I'm just glad this house never went through intermediate knob-and-tube stage (had one of those personally in Northern California wired in the 1920's - a nightmare). Nor was it done in the "aluminum age" with its own headaches (owned two of those, remediated device-by-device).

One thing that was not thought about when the steel BX was replaced was doing it in aluminum flex. No doubt the thought was, being non-commercial, it was cheaper. In retrospect, with gnawing red squirrels in the attic, and the stone foundation, this was probably not the best idea. One place in the attic was partially gnawed upon (but only down to one wire), but was close in enough to a junction box that a quick paint with insulating goo and shrinkable tubing did the trick.

I usually work with data (Cat 5/6) wiring and labeling each end is a "must" in courtesy to those who have to follow 10 years hence.
 

SSDriver

Senior Member
Location
California
Occupation
Electrician
On older houses I find a lot of cables/conduits all run to the light or a j-box in the attic with about double the box fill that is allowed. Then they make a bunch of connections in that one box. Maybe something went wrong in a j-box like that.
 

wsalomon

Member
Location
Maine
Occupation
Electrical Engineer
Fred - Understand perfectly. Unfortunately, there had never been a "handyman" messing with it since the renovation.
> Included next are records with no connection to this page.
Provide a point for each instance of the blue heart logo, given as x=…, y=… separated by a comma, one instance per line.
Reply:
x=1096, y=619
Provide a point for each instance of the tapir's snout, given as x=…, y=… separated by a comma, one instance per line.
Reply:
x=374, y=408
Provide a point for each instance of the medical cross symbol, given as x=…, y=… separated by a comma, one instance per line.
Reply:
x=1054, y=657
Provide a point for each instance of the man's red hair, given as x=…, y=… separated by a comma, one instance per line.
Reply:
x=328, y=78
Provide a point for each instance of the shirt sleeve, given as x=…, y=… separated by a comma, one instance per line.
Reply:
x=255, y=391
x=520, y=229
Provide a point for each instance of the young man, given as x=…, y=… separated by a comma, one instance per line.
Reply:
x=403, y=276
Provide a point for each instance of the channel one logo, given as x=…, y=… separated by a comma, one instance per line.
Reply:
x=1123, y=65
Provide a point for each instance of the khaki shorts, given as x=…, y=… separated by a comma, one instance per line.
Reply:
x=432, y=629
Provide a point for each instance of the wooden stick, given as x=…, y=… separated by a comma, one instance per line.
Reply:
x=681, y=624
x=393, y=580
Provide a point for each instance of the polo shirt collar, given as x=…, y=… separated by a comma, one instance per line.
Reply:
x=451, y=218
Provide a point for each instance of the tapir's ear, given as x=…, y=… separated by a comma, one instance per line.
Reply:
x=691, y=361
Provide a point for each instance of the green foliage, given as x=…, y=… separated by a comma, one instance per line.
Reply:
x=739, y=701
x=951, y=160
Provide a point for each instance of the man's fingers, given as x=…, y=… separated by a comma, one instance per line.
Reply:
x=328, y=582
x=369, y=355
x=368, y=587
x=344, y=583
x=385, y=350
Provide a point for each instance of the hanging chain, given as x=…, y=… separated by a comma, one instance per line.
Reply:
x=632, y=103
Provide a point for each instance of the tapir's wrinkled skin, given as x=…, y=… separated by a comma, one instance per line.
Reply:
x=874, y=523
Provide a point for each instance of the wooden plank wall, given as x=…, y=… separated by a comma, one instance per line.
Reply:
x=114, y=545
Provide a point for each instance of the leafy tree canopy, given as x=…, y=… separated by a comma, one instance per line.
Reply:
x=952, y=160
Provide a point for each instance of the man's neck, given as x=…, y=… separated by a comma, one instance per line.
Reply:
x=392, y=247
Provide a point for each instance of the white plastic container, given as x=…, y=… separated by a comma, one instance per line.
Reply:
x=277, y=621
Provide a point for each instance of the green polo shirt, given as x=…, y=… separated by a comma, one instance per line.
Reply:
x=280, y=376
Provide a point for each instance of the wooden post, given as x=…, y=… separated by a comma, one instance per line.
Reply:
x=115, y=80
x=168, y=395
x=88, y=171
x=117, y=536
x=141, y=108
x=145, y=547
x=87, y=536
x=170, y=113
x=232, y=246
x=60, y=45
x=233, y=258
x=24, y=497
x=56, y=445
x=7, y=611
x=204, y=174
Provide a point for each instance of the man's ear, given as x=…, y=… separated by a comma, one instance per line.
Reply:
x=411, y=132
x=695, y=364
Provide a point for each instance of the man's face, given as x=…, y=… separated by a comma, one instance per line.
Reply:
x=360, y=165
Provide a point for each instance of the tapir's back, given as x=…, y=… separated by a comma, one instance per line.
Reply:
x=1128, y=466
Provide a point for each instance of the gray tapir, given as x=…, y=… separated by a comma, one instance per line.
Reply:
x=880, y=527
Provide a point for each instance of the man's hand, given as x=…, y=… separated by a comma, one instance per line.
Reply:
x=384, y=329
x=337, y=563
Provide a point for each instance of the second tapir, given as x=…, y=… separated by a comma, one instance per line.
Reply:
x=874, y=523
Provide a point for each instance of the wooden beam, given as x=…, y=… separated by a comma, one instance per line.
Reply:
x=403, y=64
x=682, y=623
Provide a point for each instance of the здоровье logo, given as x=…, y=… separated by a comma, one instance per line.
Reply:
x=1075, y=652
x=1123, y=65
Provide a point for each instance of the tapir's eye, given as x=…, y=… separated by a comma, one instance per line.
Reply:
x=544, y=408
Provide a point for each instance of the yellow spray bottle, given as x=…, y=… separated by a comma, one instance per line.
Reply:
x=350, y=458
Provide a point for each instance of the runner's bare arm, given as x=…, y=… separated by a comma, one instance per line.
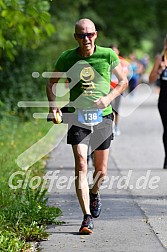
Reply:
x=103, y=102
x=51, y=94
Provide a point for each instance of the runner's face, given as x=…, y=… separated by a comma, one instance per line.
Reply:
x=86, y=43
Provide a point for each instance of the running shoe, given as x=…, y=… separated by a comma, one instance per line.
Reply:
x=87, y=225
x=95, y=204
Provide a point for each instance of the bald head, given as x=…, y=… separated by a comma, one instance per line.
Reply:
x=84, y=25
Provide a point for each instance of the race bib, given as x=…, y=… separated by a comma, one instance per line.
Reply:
x=90, y=117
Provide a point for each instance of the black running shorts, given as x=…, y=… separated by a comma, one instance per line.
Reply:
x=98, y=137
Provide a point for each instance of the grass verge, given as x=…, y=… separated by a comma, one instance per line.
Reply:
x=24, y=212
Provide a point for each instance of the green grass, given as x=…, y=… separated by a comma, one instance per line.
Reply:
x=24, y=213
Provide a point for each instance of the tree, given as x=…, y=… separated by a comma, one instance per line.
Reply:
x=24, y=24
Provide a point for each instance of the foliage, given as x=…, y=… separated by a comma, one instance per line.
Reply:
x=24, y=212
x=24, y=24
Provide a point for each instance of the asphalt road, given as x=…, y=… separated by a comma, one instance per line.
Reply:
x=134, y=195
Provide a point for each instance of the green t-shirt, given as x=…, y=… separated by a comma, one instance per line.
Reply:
x=89, y=78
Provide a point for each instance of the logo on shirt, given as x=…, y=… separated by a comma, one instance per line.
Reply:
x=87, y=75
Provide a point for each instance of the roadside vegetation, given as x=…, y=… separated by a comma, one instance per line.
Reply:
x=33, y=33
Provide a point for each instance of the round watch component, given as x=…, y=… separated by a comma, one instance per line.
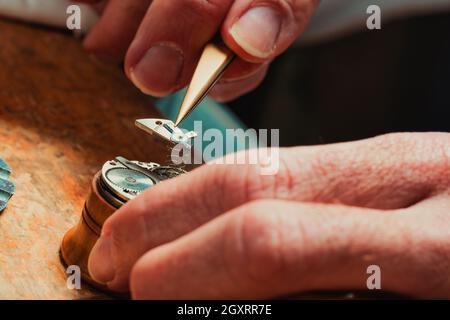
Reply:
x=122, y=180
x=128, y=179
x=165, y=173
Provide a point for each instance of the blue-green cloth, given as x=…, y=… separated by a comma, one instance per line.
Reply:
x=7, y=188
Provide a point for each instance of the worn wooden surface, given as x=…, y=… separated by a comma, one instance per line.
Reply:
x=61, y=117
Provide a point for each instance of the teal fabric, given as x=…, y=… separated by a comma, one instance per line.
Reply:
x=6, y=187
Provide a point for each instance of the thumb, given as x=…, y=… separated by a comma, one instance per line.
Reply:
x=260, y=30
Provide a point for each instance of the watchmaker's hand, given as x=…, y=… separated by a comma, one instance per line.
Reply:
x=163, y=40
x=225, y=231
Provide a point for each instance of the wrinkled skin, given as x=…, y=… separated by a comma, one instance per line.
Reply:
x=225, y=231
x=161, y=41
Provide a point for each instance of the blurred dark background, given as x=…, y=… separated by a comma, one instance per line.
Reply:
x=366, y=84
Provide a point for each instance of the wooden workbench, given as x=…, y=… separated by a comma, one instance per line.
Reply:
x=61, y=117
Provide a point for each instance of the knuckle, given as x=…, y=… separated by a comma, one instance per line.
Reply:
x=137, y=275
x=279, y=185
x=255, y=248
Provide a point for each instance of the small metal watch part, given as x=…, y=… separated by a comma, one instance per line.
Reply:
x=7, y=188
x=122, y=180
x=166, y=130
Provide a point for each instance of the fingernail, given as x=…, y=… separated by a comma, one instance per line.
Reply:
x=159, y=70
x=257, y=31
x=100, y=264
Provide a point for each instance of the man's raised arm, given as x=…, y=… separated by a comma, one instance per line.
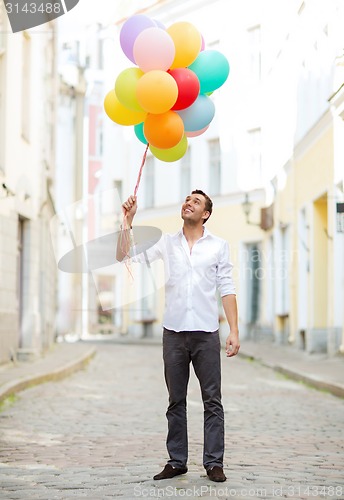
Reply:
x=123, y=243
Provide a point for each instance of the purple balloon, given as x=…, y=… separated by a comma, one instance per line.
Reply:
x=159, y=24
x=130, y=30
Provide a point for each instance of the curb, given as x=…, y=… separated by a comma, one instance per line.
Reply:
x=321, y=385
x=18, y=385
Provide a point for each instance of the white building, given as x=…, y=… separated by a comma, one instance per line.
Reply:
x=27, y=150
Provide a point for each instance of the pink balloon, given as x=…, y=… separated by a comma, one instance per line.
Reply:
x=197, y=133
x=130, y=30
x=154, y=49
x=202, y=44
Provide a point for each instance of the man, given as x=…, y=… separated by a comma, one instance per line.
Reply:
x=198, y=264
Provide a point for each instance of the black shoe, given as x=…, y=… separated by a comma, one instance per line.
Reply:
x=216, y=474
x=168, y=472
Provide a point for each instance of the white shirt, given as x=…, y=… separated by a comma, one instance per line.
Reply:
x=192, y=279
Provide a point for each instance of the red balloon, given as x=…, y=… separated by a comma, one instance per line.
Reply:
x=188, y=87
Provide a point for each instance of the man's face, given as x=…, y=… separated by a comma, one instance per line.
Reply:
x=193, y=209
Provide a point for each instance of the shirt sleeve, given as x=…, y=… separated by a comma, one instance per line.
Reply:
x=224, y=279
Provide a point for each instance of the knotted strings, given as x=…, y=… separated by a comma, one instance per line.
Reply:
x=125, y=236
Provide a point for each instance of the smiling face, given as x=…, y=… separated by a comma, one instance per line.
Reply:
x=194, y=209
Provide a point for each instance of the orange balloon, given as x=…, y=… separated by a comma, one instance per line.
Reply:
x=156, y=91
x=163, y=131
x=119, y=113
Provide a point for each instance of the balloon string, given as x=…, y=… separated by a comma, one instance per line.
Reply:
x=140, y=171
x=125, y=230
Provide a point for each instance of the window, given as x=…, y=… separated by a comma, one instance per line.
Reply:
x=185, y=175
x=149, y=182
x=254, y=41
x=26, y=86
x=255, y=155
x=214, y=167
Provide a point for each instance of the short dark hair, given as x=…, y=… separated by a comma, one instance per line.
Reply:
x=208, y=201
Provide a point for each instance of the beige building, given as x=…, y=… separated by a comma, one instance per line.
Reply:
x=27, y=150
x=272, y=161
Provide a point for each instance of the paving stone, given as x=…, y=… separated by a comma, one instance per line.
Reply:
x=101, y=432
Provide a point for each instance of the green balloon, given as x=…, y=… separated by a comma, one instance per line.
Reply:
x=212, y=70
x=138, y=129
x=171, y=154
x=125, y=87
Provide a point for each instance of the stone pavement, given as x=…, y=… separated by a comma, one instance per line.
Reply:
x=62, y=360
x=100, y=433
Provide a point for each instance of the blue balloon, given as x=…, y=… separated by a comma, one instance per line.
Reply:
x=198, y=115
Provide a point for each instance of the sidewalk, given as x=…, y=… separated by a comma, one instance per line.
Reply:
x=316, y=370
x=62, y=360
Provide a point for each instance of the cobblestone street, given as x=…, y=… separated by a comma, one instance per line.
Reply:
x=100, y=433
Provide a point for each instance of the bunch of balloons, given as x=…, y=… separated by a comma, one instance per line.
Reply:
x=166, y=94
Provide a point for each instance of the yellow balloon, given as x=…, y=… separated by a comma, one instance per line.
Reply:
x=156, y=91
x=125, y=88
x=187, y=40
x=171, y=154
x=119, y=113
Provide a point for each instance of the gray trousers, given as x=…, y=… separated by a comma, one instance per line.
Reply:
x=203, y=350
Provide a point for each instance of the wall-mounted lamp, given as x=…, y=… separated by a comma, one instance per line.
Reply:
x=247, y=206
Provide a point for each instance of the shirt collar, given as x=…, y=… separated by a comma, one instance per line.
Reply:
x=205, y=233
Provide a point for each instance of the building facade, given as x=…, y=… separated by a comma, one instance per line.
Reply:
x=27, y=164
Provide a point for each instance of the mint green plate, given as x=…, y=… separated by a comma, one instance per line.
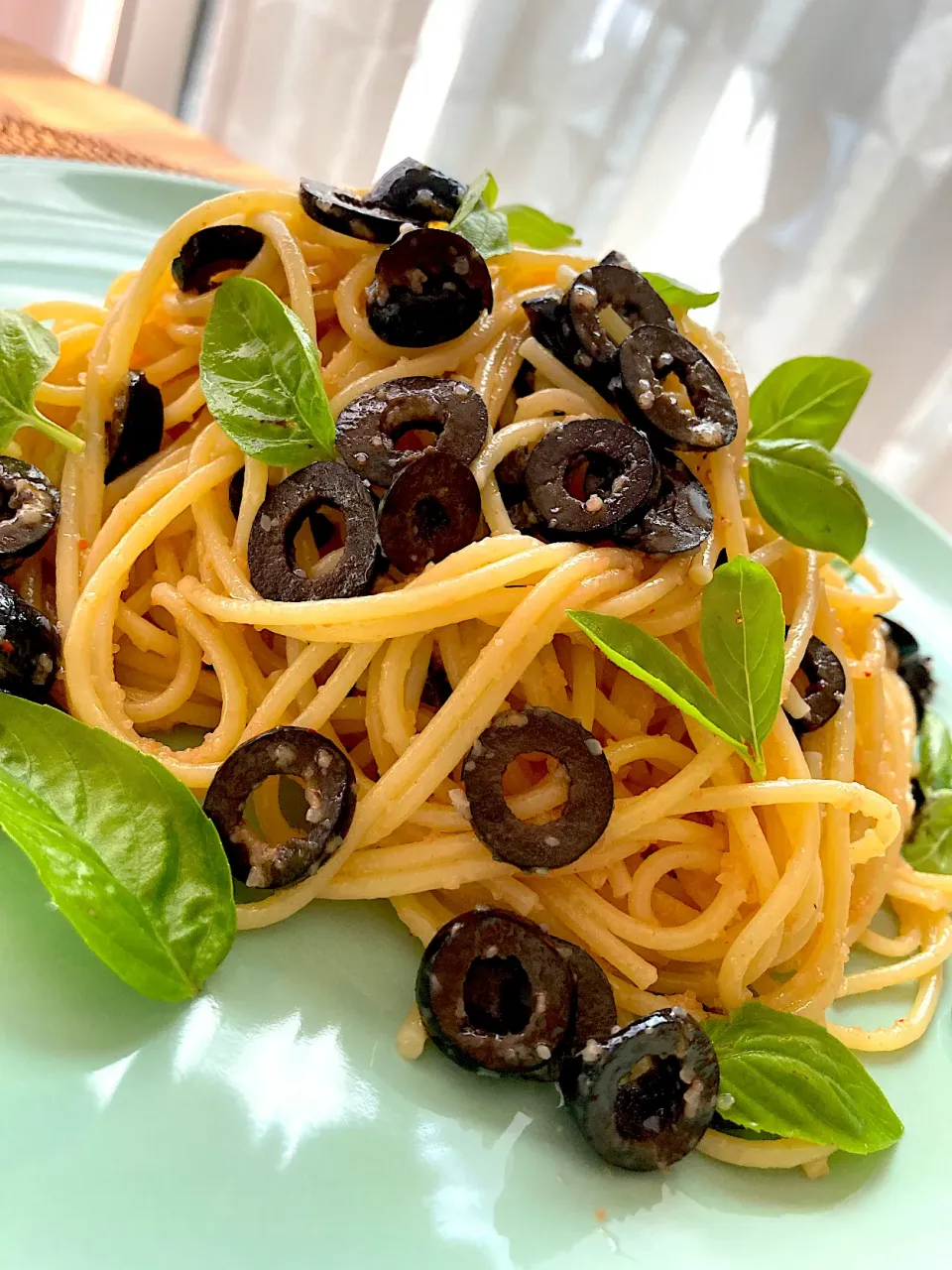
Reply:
x=271, y=1123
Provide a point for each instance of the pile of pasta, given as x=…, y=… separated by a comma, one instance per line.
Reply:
x=707, y=885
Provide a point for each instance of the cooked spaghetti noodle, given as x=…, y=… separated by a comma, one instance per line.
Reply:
x=706, y=884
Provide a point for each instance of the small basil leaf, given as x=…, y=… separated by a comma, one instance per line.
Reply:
x=742, y=638
x=654, y=663
x=262, y=377
x=28, y=352
x=674, y=293
x=807, y=399
x=934, y=753
x=805, y=495
x=532, y=227
x=787, y=1076
x=929, y=849
x=123, y=848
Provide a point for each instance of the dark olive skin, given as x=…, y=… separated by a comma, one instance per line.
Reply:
x=271, y=543
x=330, y=792
x=429, y=287
x=30, y=648
x=416, y=191
x=645, y=1097
x=211, y=252
x=30, y=508
x=494, y=992
x=647, y=357
x=587, y=812
x=431, y=509
x=629, y=477
x=370, y=427
x=826, y=685
x=679, y=520
x=136, y=429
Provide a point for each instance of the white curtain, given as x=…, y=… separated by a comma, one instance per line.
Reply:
x=796, y=154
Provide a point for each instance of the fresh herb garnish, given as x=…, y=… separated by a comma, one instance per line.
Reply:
x=122, y=846
x=742, y=624
x=28, y=352
x=674, y=293
x=262, y=376
x=788, y=1076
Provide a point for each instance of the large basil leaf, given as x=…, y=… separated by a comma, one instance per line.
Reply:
x=262, y=377
x=123, y=848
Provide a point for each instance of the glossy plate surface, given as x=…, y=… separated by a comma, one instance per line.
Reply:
x=271, y=1121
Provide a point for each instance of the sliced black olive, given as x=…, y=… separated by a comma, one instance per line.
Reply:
x=30, y=647
x=135, y=431
x=645, y=358
x=645, y=1097
x=330, y=793
x=826, y=685
x=588, y=810
x=429, y=286
x=679, y=520
x=30, y=508
x=430, y=511
x=495, y=992
x=370, y=429
x=619, y=287
x=625, y=467
x=347, y=213
x=211, y=252
x=416, y=191
x=271, y=543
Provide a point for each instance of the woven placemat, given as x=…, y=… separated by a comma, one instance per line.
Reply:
x=19, y=136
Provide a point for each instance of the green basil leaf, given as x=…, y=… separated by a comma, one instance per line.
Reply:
x=654, y=663
x=742, y=638
x=934, y=754
x=532, y=227
x=929, y=849
x=807, y=399
x=261, y=375
x=123, y=848
x=788, y=1076
x=674, y=293
x=28, y=352
x=805, y=495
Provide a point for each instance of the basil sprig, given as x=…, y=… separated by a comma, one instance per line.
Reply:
x=122, y=846
x=742, y=634
x=787, y=1076
x=28, y=352
x=796, y=416
x=261, y=375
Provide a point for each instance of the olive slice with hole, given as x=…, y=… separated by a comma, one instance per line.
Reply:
x=429, y=287
x=647, y=357
x=371, y=427
x=348, y=213
x=416, y=191
x=30, y=508
x=271, y=545
x=211, y=252
x=825, y=688
x=645, y=1097
x=588, y=808
x=431, y=509
x=494, y=992
x=330, y=793
x=621, y=460
x=136, y=429
x=30, y=648
x=626, y=293
x=679, y=520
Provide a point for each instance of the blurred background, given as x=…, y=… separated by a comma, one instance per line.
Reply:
x=793, y=154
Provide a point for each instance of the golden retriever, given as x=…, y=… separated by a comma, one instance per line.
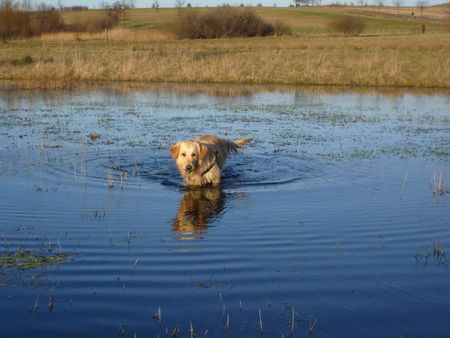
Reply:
x=200, y=161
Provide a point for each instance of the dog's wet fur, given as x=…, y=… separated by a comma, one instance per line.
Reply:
x=201, y=160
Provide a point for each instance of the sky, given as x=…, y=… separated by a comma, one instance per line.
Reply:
x=212, y=3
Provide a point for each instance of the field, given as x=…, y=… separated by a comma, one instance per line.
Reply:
x=392, y=51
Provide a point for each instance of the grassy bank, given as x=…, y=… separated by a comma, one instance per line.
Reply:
x=391, y=53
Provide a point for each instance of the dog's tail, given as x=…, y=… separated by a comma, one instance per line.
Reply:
x=238, y=144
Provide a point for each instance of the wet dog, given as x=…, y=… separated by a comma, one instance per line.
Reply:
x=201, y=160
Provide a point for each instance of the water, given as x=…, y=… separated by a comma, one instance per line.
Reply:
x=329, y=214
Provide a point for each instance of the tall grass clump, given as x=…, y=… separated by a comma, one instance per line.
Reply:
x=225, y=22
x=349, y=25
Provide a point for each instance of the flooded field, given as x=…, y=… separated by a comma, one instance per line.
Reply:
x=334, y=222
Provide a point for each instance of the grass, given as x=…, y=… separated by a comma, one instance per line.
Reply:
x=31, y=259
x=392, y=52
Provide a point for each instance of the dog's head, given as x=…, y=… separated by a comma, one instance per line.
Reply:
x=188, y=156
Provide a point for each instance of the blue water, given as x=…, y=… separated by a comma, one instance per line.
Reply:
x=328, y=214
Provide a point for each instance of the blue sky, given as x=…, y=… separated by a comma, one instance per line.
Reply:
x=203, y=3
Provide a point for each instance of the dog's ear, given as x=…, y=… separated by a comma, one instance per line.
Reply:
x=175, y=150
x=203, y=151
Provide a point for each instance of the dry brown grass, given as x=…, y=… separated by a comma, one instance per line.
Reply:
x=255, y=61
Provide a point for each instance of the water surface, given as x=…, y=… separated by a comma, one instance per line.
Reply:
x=331, y=214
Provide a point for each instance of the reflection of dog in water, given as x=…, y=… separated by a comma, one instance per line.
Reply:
x=200, y=161
x=197, y=208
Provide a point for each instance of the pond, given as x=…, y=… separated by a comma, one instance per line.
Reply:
x=333, y=222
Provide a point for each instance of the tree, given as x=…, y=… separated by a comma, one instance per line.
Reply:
x=13, y=22
x=421, y=4
x=398, y=3
x=180, y=3
x=155, y=4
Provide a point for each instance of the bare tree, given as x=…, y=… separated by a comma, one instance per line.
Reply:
x=398, y=3
x=155, y=4
x=379, y=3
x=180, y=3
x=421, y=4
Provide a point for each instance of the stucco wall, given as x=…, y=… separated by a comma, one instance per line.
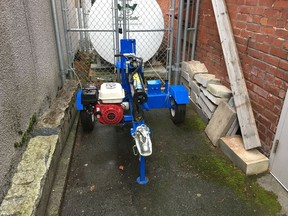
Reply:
x=29, y=73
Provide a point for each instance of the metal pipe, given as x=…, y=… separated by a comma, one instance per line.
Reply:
x=172, y=10
x=58, y=41
x=67, y=40
x=97, y=30
x=178, y=42
x=124, y=19
x=195, y=31
x=185, y=30
x=80, y=25
x=117, y=35
x=88, y=30
x=86, y=44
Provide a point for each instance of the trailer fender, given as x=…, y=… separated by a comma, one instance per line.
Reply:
x=179, y=93
x=79, y=105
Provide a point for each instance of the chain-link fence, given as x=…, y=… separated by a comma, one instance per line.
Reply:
x=94, y=28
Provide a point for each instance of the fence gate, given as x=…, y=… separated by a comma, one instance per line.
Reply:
x=93, y=29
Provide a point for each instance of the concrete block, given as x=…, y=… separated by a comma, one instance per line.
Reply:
x=198, y=109
x=205, y=79
x=251, y=162
x=213, y=98
x=194, y=86
x=219, y=90
x=208, y=103
x=234, y=128
x=193, y=67
x=193, y=96
x=185, y=75
x=220, y=123
x=204, y=107
x=185, y=83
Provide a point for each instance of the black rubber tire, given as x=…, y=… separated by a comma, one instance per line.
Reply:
x=87, y=120
x=177, y=112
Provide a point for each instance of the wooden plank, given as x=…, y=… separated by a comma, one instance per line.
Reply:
x=208, y=103
x=204, y=108
x=220, y=122
x=235, y=73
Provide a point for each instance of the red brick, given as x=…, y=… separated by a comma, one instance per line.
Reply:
x=240, y=25
x=260, y=64
x=269, y=87
x=278, y=82
x=283, y=64
x=269, y=78
x=267, y=30
x=267, y=3
x=272, y=12
x=246, y=34
x=260, y=91
x=255, y=53
x=256, y=19
x=275, y=100
x=245, y=10
x=253, y=27
x=271, y=60
x=264, y=21
x=258, y=81
x=264, y=121
x=280, y=23
x=270, y=116
x=280, y=4
x=282, y=33
x=276, y=111
x=263, y=47
x=266, y=103
x=279, y=53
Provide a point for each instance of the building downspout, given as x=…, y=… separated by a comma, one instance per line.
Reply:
x=58, y=42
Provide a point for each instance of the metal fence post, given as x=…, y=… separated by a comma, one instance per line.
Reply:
x=178, y=42
x=58, y=41
x=195, y=30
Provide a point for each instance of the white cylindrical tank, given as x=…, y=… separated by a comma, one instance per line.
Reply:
x=141, y=15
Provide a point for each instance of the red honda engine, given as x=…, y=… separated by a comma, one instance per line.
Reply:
x=109, y=113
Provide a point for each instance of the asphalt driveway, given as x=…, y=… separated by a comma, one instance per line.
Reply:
x=184, y=171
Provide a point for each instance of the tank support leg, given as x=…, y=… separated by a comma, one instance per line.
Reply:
x=142, y=178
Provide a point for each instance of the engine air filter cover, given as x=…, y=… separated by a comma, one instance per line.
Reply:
x=111, y=92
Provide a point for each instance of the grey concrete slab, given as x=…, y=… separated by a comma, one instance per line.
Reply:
x=193, y=67
x=251, y=162
x=220, y=122
x=205, y=79
x=194, y=86
x=204, y=107
x=213, y=98
x=208, y=103
x=220, y=91
x=97, y=185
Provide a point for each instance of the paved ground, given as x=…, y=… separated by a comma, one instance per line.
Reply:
x=97, y=186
Pton - I did try the tone generators (see above) with the red dead wire alone, and both the white/black (de-energized). With both units (see above), the tone was stronger using 2 wires, much weaker with just the dead one. It just didn't seem to work either way. Not sure which is the best way to do this (with data cables, I can use both since they will (hopefully) end in the same place). Admittedly, this was my first time working in this situation (where only one wire ended, not both. Perhaps you might have a suggestion on how to do this better.
 

wsalomon

Member
Location
Maine
Occupation
Electrical Engineer
SSdriver - I think the "overfill" is what happened here, in both of the new work 4" boxes (as in why were there two new boxes instead of one?) - and it could have been fine had not the plaster ring been put in before closing up so only a single plate would be needed. It's why I was trying the "non-invasive" way before "unpacking" the "contents".
 

synchro

Senior Member
Location
Chicago, IL
Occupation
EE
If the 4-way and the last 3-way are no more than 30 feet apart, you could consider replacing the 4-way with a Lutron Caseta wireless switch and put a Pico remote switch at the last 3-way location. That way the wiring to the last 3-way would not be needed.
 

Fred B

Senior Member
Location
Upstate, NY
Occupation
Electrician
Unfortunately the toners will have trouble in a multiple switch system simple because of the nature of the switching process. Also even the higher end tracers have a hard time tracing through BX or MC to locate behind walls, the tracer produces an RF signal and the casing of the BX seems to block the signal.
Not sure if you've already done this but, try separating each cable grouping in each switch box (of course the switch also and lighting fixture) then trace each wire grouping, that will isolate each cable run to between boxes, and determine which set goes to which box. Once you have that information you can ohm the conductors switch to switch to see the lost or broken set. I've had to do this process more often than I like when a GC runs the wiring and his guys can't figure out how to get the 4ways to work and they've run the wire sequence A-D-C-B.
 

hillbilly1

Senior Member
Location
North Georgia mountains
Occupation
Owner/electrical contractor
If it just quit working after the switch was flipped, sure sounds like a crossed traveler and common? But I’m sure you already checked that. I had a neighbor who had two sets of three ways that didn’t work after he changed the switches. Knew exactly what he had done. I didn’t get over there until a couple of years later (LOL!) and he had the original electrician which was his brother come out. He couldn’t fix it! His brother was the one that I kept going behind and changing out 30 amp breakers on. I was dreading what kind of mess I was going to run into. I was surprised to find he actually used 12-3, although ungrounded, for the three ways. After I figured out how he ran the wire, had the problem fixed in five minutes. LOL!